Flamingos em Mar Chiquita
Flamingos em Mar Chiquita. (Imagem: kvn.jns/Wikimedia Commons)

Cerca de 35 quilômetros ao sul de Mar Chiquita fica Mar del Plata, a quinta maior cidade da Argentina. Conhecida por seus 16 quilômetros de praias arenosas, a população de Mar del Plata aumenta de 650.000 para 1,2 milhão devido ao turismo nos meses de verão.  

Reconhecendo a pressão que esse influxo exerce sobre seus ecossistemas naturais, o projeto UrbanShift na Argentina trabalhou com Mar del Plata para criar um Plano Abrangente de Conservação da Biodiversidade e dos Serviços Ecossistêmicos. Esse ambicioso plano, que abrange as áreas urbanas e periurbanas dos distritos de General Pueyrredón Partido (o distrito administrativo que engloba Mar del Plata) e Mar Chiquita, identifica as principais áreas de conservação, projeta corredores ecológicos e promove práticas sustentáveis de uso da terra. "Em vez de ver a conservação e o crescimento urbano como forças opostas, trabalhamos para integrar a biodiversidade aos modelos de desenvolvimento urbano", explicou Laura Zulaica, pesquisadora do CONICET (Conselho Nacional de Pesquisas Científicas e Técnicas) e coordenadora principal do plano. 

O plano, desenvolvido por meio de um processo participativo intensivo, abrange quatro áreas de ação principais: priorização de recursos naturais, criação de uma rede verde, agroecologia sustentável e educação e engajamento contínuos. Nesses quatro pilares, a equipe do projeto desenvolveu 16 programas específicos e 53 projetos - muitos com potencial para implementação imediata. 

Mar del Plata, Argentina
Mar del Plata. (Imagem: Fermin Rodriguez Penelas/Unsplash)

O plano ainda está sendo finalizado, mas o processo de desenvolvimento já se mostrou generativo para Mar del Plata. "Embora o plano não esteja formalmente institucionalizado, seu projeto flexível e sua sólida base técnica o tornaram uma ferramenta útil para as agências locais", disse o Dr. Germán García, pesquisador do Instituto de Investigaciones Marinas y Costeras. 

Como a Argentina pretende integrar as metas de biodiversidade, clima e sustentabilidade à política urbana, "esses projetos mostram como as metas da política nacional podem se traduzir em ferramentas reais para as cidades", disse José Vera Bahima, membro da equipe do projeto na Argentina, da Subsecretaria de Ambiente. 

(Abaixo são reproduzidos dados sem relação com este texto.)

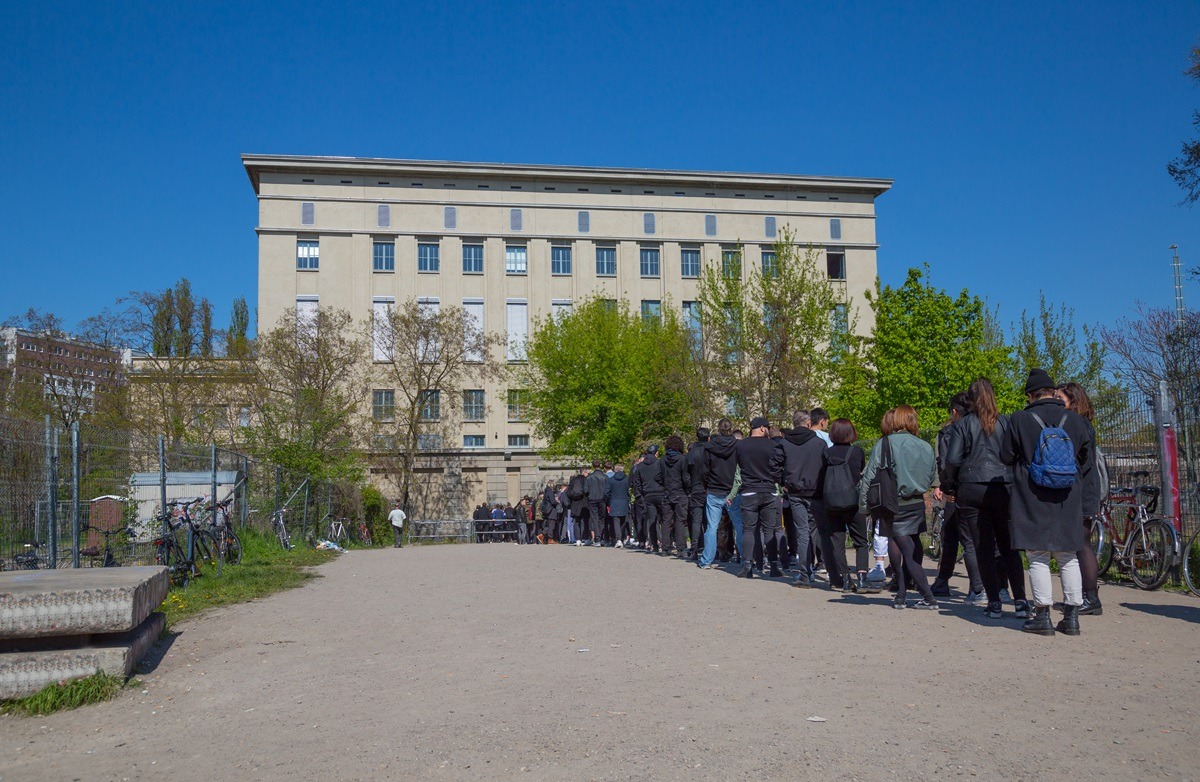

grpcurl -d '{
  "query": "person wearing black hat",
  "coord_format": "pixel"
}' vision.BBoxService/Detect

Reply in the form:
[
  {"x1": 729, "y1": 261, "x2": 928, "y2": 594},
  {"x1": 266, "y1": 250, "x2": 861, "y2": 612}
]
[
  {"x1": 737, "y1": 417, "x2": 784, "y2": 578},
  {"x1": 1000, "y1": 368, "x2": 1094, "y2": 636}
]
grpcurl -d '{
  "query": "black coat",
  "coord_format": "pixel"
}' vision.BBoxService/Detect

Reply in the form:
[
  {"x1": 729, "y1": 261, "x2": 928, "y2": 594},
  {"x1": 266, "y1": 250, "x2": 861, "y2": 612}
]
[{"x1": 1000, "y1": 398, "x2": 1096, "y2": 552}]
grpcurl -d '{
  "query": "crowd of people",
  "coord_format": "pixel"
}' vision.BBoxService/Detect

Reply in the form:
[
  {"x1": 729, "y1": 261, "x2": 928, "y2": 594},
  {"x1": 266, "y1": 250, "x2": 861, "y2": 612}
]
[{"x1": 475, "y1": 369, "x2": 1106, "y2": 636}]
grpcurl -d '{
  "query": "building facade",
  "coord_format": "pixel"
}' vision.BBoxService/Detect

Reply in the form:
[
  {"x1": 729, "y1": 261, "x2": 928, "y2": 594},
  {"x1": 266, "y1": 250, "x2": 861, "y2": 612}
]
[{"x1": 242, "y1": 155, "x2": 892, "y2": 515}]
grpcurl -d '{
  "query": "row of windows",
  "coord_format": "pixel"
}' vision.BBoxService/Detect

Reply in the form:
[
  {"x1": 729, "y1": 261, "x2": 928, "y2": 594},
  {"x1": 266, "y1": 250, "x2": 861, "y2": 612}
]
[
  {"x1": 300, "y1": 201, "x2": 841, "y2": 239},
  {"x1": 296, "y1": 240, "x2": 846, "y2": 279}
]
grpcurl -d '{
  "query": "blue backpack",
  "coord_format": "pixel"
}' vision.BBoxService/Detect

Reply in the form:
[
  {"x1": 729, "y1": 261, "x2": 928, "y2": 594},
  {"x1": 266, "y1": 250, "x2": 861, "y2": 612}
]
[{"x1": 1030, "y1": 413, "x2": 1079, "y2": 489}]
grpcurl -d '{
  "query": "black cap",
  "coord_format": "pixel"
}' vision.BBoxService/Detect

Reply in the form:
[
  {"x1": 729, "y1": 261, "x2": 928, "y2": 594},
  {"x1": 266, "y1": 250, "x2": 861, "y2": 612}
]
[{"x1": 1025, "y1": 368, "x2": 1055, "y2": 393}]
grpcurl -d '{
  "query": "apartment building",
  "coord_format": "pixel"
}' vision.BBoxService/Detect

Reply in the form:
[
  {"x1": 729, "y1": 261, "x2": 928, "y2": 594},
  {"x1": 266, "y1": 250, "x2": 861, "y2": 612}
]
[{"x1": 242, "y1": 155, "x2": 892, "y2": 515}]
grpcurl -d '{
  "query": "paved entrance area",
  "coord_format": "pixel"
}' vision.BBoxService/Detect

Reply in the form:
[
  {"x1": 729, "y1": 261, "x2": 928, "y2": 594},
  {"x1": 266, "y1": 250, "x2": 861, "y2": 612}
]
[{"x1": 0, "y1": 545, "x2": 1200, "y2": 782}]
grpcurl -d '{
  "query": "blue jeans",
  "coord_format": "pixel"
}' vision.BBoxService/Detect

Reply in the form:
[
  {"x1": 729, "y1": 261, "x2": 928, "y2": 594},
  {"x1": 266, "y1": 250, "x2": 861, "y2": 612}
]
[{"x1": 700, "y1": 494, "x2": 742, "y2": 567}]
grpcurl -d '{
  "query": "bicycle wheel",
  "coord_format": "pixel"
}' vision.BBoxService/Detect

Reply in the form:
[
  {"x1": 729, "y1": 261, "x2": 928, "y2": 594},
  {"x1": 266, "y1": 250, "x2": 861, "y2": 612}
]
[{"x1": 1129, "y1": 518, "x2": 1175, "y2": 589}]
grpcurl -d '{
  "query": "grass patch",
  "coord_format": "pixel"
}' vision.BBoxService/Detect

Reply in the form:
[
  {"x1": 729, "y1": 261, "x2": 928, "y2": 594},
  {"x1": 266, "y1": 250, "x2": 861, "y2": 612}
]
[
  {"x1": 0, "y1": 672, "x2": 125, "y2": 717},
  {"x1": 160, "y1": 528, "x2": 334, "y2": 627}
]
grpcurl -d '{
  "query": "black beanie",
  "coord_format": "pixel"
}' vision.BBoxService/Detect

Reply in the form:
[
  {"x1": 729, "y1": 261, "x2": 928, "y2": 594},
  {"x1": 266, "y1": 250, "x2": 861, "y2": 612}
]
[{"x1": 1025, "y1": 368, "x2": 1055, "y2": 393}]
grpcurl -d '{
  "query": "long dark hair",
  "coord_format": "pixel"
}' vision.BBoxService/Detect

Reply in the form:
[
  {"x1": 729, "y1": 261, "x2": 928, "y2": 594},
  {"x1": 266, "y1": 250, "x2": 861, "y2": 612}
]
[{"x1": 967, "y1": 378, "x2": 1000, "y2": 437}]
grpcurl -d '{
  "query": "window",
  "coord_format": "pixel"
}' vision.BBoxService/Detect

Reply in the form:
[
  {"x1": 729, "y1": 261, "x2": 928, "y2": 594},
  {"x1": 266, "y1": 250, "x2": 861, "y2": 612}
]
[
  {"x1": 550, "y1": 247, "x2": 571, "y2": 275},
  {"x1": 679, "y1": 247, "x2": 700, "y2": 277},
  {"x1": 642, "y1": 247, "x2": 659, "y2": 277},
  {"x1": 826, "y1": 247, "x2": 846, "y2": 279},
  {"x1": 462, "y1": 245, "x2": 484, "y2": 275},
  {"x1": 596, "y1": 247, "x2": 617, "y2": 277},
  {"x1": 721, "y1": 248, "x2": 742, "y2": 277},
  {"x1": 371, "y1": 389, "x2": 396, "y2": 423},
  {"x1": 509, "y1": 389, "x2": 529, "y2": 421},
  {"x1": 416, "y1": 242, "x2": 442, "y2": 271},
  {"x1": 371, "y1": 296, "x2": 396, "y2": 361},
  {"x1": 418, "y1": 391, "x2": 442, "y2": 421},
  {"x1": 504, "y1": 250, "x2": 529, "y2": 275},
  {"x1": 371, "y1": 241, "x2": 396, "y2": 271},
  {"x1": 505, "y1": 300, "x2": 529, "y2": 361},
  {"x1": 762, "y1": 249, "x2": 779, "y2": 277},
  {"x1": 462, "y1": 389, "x2": 487, "y2": 421},
  {"x1": 462, "y1": 299, "x2": 484, "y2": 361},
  {"x1": 296, "y1": 240, "x2": 320, "y2": 271}
]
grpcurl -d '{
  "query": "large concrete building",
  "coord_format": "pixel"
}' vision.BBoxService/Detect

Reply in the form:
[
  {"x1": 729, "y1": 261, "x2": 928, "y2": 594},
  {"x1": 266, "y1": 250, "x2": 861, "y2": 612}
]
[{"x1": 242, "y1": 155, "x2": 892, "y2": 515}]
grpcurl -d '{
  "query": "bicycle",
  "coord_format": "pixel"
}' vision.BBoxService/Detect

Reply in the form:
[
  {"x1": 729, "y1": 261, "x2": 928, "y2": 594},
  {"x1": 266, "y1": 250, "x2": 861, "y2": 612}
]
[{"x1": 1088, "y1": 473, "x2": 1180, "y2": 590}]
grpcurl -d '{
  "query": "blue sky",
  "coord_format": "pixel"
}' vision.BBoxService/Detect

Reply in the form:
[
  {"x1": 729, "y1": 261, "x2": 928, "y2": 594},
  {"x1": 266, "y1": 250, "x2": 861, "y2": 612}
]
[{"x1": 0, "y1": 0, "x2": 1200, "y2": 338}]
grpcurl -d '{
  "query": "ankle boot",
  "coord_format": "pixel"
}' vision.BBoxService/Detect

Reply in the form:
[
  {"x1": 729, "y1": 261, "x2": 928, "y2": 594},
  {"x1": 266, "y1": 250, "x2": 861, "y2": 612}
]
[
  {"x1": 1058, "y1": 606, "x2": 1079, "y2": 636},
  {"x1": 1021, "y1": 606, "x2": 1056, "y2": 636},
  {"x1": 1079, "y1": 589, "x2": 1104, "y2": 616}
]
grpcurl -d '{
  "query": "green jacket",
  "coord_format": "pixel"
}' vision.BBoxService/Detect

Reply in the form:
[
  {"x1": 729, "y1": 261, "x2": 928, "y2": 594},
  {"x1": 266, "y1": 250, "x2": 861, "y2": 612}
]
[{"x1": 858, "y1": 432, "x2": 937, "y2": 513}]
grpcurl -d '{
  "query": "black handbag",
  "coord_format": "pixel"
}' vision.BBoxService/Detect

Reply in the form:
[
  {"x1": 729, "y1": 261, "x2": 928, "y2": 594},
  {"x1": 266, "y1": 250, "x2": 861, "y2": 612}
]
[{"x1": 866, "y1": 437, "x2": 900, "y2": 521}]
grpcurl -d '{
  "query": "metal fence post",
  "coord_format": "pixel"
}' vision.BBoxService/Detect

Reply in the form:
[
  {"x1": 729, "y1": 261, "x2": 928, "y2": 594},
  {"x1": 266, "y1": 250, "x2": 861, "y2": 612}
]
[{"x1": 71, "y1": 421, "x2": 82, "y2": 567}]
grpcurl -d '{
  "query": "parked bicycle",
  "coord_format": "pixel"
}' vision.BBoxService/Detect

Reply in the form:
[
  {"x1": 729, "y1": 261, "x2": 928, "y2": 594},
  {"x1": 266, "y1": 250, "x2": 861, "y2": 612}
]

O projeto UrbanShift na Argentina não se trata apenas de infraestrutura ou planos - trata-se de transformar a forma como as cidades crescem e se relacionam com a natureza. Mar del Plata e Mar Chiquita são exemplos concretos e locais dessa transformação, mostrando como o projeto participativo, a ciência ecológica e a coordenação institucional podem gerar resultados inclusivos e resistentes ao clima. Suas histórias devem inspirar outras cidades da região da América Latina - e do mundo todo - a investir nas pessoas, na natureza e nos espaços onde elas se encontram.